Também estão previstos o acompanhamento das providências assumidas e a avaliação dos resultados alcançados.
CARTILHA
Durante a solenidade, foi lançada a cartilha “Inclusão em Rede”. O material foi organizado para traduzir os direitos e deveres que sustentam a educação inclusiva, com orientações práticas apresentadas em linguagem clara, acessível e fundamentada na legislação.
A publicação aborda aspectos sobre a educação inclusiva, Lei de Diretrizes e Bases da Educação Nacional, educação especial, capacitismo, acessibilidade, inclusão e atendimento educacional especializado.
PALESTRAS
A programação do evento teve a apresentação de duas palestras. A primeira foi “A Política Nacional de Educação Especial Inclusiva: papel da escola, da família e da rede de apoio”, ministrada por Alexandrey do Nascimento Melo. Ele é superintendente da área de Educação Especial da Secretaria Municipal de Educação de São Luís (Semed), terapeuta ocupacional e mestre em Educação.

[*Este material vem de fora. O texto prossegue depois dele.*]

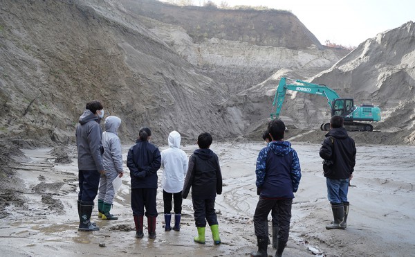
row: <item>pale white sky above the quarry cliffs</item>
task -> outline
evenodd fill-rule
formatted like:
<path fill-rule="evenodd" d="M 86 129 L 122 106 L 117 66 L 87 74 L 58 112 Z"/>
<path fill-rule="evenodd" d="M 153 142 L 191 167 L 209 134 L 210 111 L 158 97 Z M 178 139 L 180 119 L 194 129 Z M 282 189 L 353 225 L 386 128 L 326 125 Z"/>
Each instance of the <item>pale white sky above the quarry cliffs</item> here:
<path fill-rule="evenodd" d="M 223 0 L 213 0 L 218 6 Z M 317 37 L 358 46 L 378 33 L 415 21 L 414 0 L 225 0 L 229 6 L 267 6 L 290 10 Z M 203 0 L 194 0 L 199 6 Z"/>

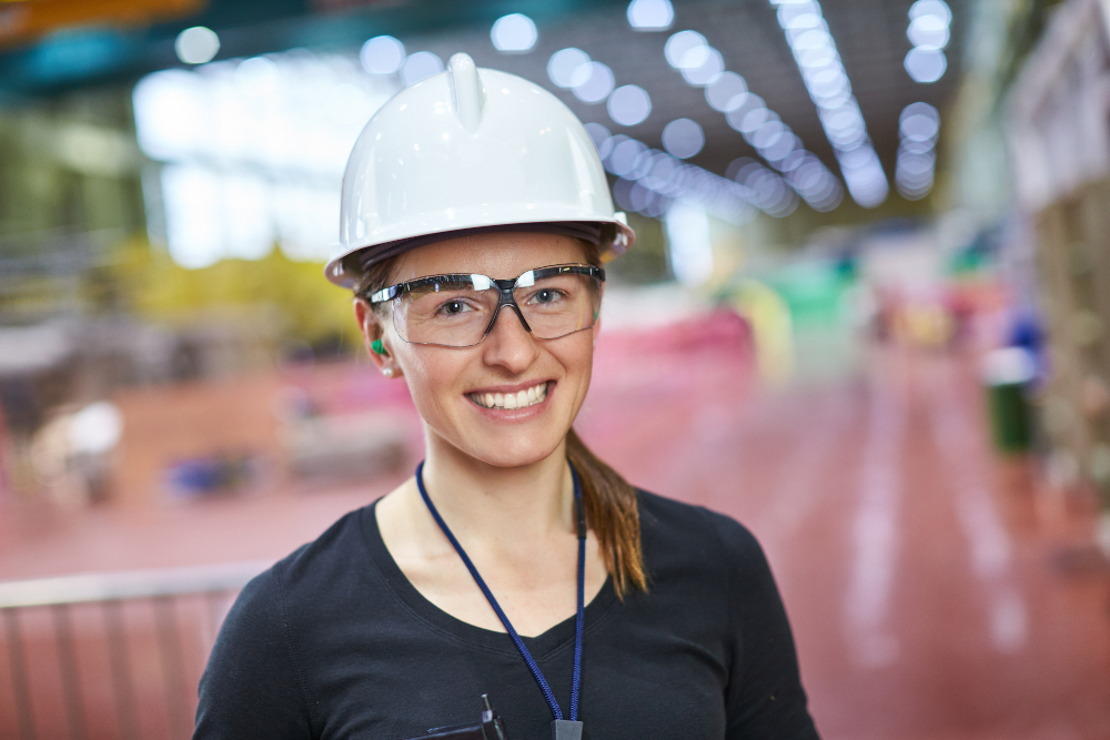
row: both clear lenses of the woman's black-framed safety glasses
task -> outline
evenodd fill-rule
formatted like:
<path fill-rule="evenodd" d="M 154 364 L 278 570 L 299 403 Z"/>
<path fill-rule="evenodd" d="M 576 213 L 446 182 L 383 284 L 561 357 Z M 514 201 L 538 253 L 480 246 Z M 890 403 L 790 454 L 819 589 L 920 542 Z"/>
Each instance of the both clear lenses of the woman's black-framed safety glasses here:
<path fill-rule="evenodd" d="M 521 275 L 513 297 L 534 336 L 556 339 L 594 325 L 601 307 L 601 281 L 589 275 L 562 273 L 535 277 Z M 486 335 L 500 303 L 497 286 L 484 275 L 445 275 L 393 301 L 397 333 L 413 344 L 468 347 Z M 518 321 L 511 306 L 502 306 L 498 321 Z"/>

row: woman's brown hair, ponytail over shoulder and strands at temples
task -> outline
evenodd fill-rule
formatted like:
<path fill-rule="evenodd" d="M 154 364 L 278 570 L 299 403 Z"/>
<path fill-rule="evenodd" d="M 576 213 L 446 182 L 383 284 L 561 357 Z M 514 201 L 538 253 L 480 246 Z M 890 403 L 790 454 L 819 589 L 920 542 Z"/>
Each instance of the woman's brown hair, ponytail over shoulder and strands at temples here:
<path fill-rule="evenodd" d="M 585 240 L 582 244 L 586 261 L 601 266 L 597 245 Z M 356 267 L 352 255 L 350 267 Z M 404 255 L 370 265 L 354 291 L 356 297 L 387 287 L 397 261 Z M 380 304 L 381 305 L 381 304 Z M 377 306 L 375 306 L 377 308 Z M 639 506 L 636 489 L 619 473 L 606 465 L 572 428 L 566 435 L 566 458 L 582 481 L 582 498 L 586 507 L 586 524 L 597 537 L 605 569 L 613 577 L 613 587 L 622 599 L 630 590 L 647 590 L 644 550 L 639 538 Z"/>

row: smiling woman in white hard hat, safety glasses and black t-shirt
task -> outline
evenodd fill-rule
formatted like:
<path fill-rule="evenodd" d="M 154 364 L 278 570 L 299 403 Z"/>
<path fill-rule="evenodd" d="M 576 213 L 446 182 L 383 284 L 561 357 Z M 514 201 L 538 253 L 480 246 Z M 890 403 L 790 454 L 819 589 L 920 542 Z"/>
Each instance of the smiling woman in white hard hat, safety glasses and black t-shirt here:
<path fill-rule="evenodd" d="M 457 54 L 367 124 L 341 221 L 327 274 L 426 458 L 243 590 L 195 737 L 412 738 L 487 695 L 512 740 L 816 738 L 754 538 L 572 428 L 634 239 L 574 115 Z"/>

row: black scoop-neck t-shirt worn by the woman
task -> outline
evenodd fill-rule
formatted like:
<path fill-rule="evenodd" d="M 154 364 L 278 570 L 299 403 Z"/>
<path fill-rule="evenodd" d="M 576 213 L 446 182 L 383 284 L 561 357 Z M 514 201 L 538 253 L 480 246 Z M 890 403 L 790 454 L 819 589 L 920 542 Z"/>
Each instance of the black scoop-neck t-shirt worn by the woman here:
<path fill-rule="evenodd" d="M 649 590 L 606 581 L 586 607 L 579 719 L 592 740 L 810 740 L 790 628 L 736 521 L 640 493 Z M 564 712 L 574 619 L 523 638 Z M 397 740 L 475 722 L 488 693 L 509 740 L 552 712 L 509 637 L 408 582 L 374 506 L 347 514 L 243 589 L 201 680 L 199 740 Z"/>

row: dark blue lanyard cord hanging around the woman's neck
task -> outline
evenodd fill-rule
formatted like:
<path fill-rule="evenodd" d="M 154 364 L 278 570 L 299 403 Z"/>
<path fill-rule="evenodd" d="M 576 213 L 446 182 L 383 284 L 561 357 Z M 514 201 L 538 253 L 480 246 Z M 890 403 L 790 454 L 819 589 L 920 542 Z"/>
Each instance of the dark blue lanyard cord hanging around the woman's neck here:
<path fill-rule="evenodd" d="M 432 518 L 435 523 L 440 525 L 440 529 L 443 534 L 447 536 L 451 541 L 452 547 L 458 553 L 458 557 L 462 558 L 463 564 L 466 569 L 471 571 L 471 576 L 474 577 L 474 581 L 482 589 L 485 595 L 486 600 L 490 601 L 490 606 L 497 614 L 497 618 L 501 619 L 501 624 L 505 626 L 505 631 L 508 636 L 513 638 L 513 643 L 516 649 L 521 652 L 521 657 L 524 658 L 524 662 L 527 663 L 528 670 L 532 671 L 532 677 L 536 679 L 536 683 L 539 685 L 539 690 L 544 692 L 544 698 L 547 699 L 547 706 L 552 709 L 552 714 L 555 719 L 563 719 L 563 710 L 559 709 L 558 702 L 555 701 L 555 695 L 552 692 L 551 687 L 547 685 L 547 679 L 544 678 L 543 672 L 539 670 L 539 666 L 536 665 L 535 659 L 532 653 L 528 652 L 527 646 L 524 645 L 524 640 L 521 636 L 516 633 L 513 628 L 513 624 L 508 621 L 508 617 L 502 610 L 501 605 L 497 604 L 497 599 L 494 598 L 493 591 L 486 586 L 486 582 L 482 579 L 478 574 L 478 569 L 474 567 L 471 558 L 466 555 L 466 550 L 463 546 L 458 544 L 455 536 L 452 534 L 451 528 L 447 527 L 447 523 L 443 520 L 440 516 L 440 511 L 436 510 L 435 504 L 428 498 L 427 490 L 424 488 L 424 463 L 421 462 L 416 466 L 416 487 L 420 488 L 421 498 L 424 499 L 424 504 L 427 506 L 427 510 L 432 513 Z M 578 719 L 578 690 L 582 687 L 582 632 L 584 627 L 584 612 L 585 612 L 585 600 L 586 600 L 586 517 L 585 508 L 582 504 L 582 486 L 578 483 L 578 474 L 575 472 L 574 466 L 571 466 L 571 477 L 574 480 L 574 508 L 578 520 L 578 608 L 577 614 L 574 619 L 574 677 L 571 679 L 571 721 L 577 721 Z"/>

O palestrante explicou que o atendimento educacional especializado é uma modalidade de complementação. “O professor especialista em atendimento educacional especializado não ensina os conteúdos do currículo, mas ele atua para que o estudante aprenda e a política vai estabelecer uma estratégia para que isso seja possível”, explicou.

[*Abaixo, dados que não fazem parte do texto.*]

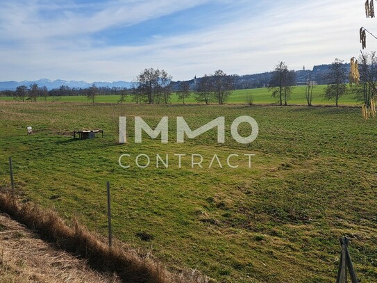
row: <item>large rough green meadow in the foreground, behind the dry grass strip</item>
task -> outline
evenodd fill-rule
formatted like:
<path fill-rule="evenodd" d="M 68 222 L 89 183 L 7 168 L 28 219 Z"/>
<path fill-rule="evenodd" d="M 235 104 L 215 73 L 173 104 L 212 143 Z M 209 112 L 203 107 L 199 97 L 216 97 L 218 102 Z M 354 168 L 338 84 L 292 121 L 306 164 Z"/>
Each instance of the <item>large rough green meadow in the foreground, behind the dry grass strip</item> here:
<path fill-rule="evenodd" d="M 261 90 L 247 91 L 267 103 L 257 98 Z M 243 95 L 236 92 L 234 102 Z M 119 115 L 128 117 L 126 145 L 116 143 Z M 169 143 L 143 136 L 135 144 L 136 115 L 151 126 L 168 116 Z M 226 143 L 216 143 L 214 130 L 176 143 L 178 115 L 192 129 L 225 116 Z M 259 124 L 250 145 L 229 134 L 240 115 Z M 105 136 L 73 140 L 75 128 L 100 128 Z M 242 125 L 240 134 L 249 129 Z M 376 140 L 377 120 L 363 120 L 359 108 L 0 102 L 0 185 L 10 184 L 12 156 L 22 200 L 77 216 L 106 235 L 110 181 L 116 238 L 170 269 L 196 268 L 217 282 L 335 282 L 344 235 L 358 277 L 375 282 Z M 131 155 L 124 159 L 131 168 L 119 166 L 121 154 Z M 148 168 L 137 168 L 138 154 L 151 157 Z M 156 154 L 169 154 L 169 168 L 156 168 Z M 182 168 L 174 154 L 186 154 Z M 203 168 L 191 167 L 190 154 L 202 154 Z M 208 168 L 214 154 L 224 168 Z M 239 154 L 231 159 L 239 168 L 226 166 L 230 154 Z M 251 168 L 243 154 L 255 154 Z"/>

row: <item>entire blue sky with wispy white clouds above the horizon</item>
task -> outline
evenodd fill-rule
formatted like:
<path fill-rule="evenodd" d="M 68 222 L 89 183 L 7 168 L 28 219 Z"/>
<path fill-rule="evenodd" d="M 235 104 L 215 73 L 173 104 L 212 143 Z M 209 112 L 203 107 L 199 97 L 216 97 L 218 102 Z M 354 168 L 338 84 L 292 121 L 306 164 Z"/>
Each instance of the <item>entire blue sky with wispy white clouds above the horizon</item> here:
<path fill-rule="evenodd" d="M 1 1 L 0 81 L 133 81 L 150 67 L 182 81 L 280 61 L 311 70 L 358 56 L 360 27 L 377 33 L 376 21 L 354 0 Z"/>

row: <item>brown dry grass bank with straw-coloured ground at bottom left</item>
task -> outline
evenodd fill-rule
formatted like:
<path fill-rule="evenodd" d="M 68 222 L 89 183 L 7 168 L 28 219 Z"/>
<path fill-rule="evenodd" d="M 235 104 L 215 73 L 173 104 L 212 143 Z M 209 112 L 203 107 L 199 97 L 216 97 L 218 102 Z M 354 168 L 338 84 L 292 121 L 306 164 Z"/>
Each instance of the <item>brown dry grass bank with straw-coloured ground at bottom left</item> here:
<path fill-rule="evenodd" d="M 89 232 L 76 220 L 69 227 L 56 211 L 42 210 L 29 203 L 18 204 L 11 195 L 0 194 L 0 210 L 33 229 L 45 241 L 54 243 L 56 248 L 81 258 L 57 250 L 47 251 L 47 243 L 1 216 L 1 282 L 208 282 L 195 270 L 180 275 L 169 273 L 151 256 L 140 257 L 121 243 L 109 248 L 103 237 Z"/>

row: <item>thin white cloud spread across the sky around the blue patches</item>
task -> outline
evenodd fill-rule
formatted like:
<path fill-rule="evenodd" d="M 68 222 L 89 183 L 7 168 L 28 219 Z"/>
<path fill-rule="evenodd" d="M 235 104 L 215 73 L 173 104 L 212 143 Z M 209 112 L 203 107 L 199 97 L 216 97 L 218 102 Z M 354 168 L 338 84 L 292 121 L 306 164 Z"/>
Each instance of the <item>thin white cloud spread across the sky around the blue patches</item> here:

A psicóloga Ester Nayara ministrou a palestra “Neurodiversidade no Contexto Escolar”. Mestre em Psicologia e especialista em Neuropsicologia, ela iniciou a apresentação diferenciando neurodiversidade e neurodivergência.

“A neurodiversidade é reconhecer que os nossos cérebros são diferentes. No entanto, existe um certo padrão já estudado e descrito na literatura. E aquelas pessoas que fogem um pouco desse padrão se encaixam dentro dessa neurodiversidade. Então, a gente pode dizer que a neurodivergência se refere a essas pessoas cujo funcionamento neurológico funciona de uma forma diferente desse padrão típico”.
A palestrante também abordou o protocolo de atuação da escola, nos casos de suspeita de neurodivergência, sinais práticos de alerta e o papel da família.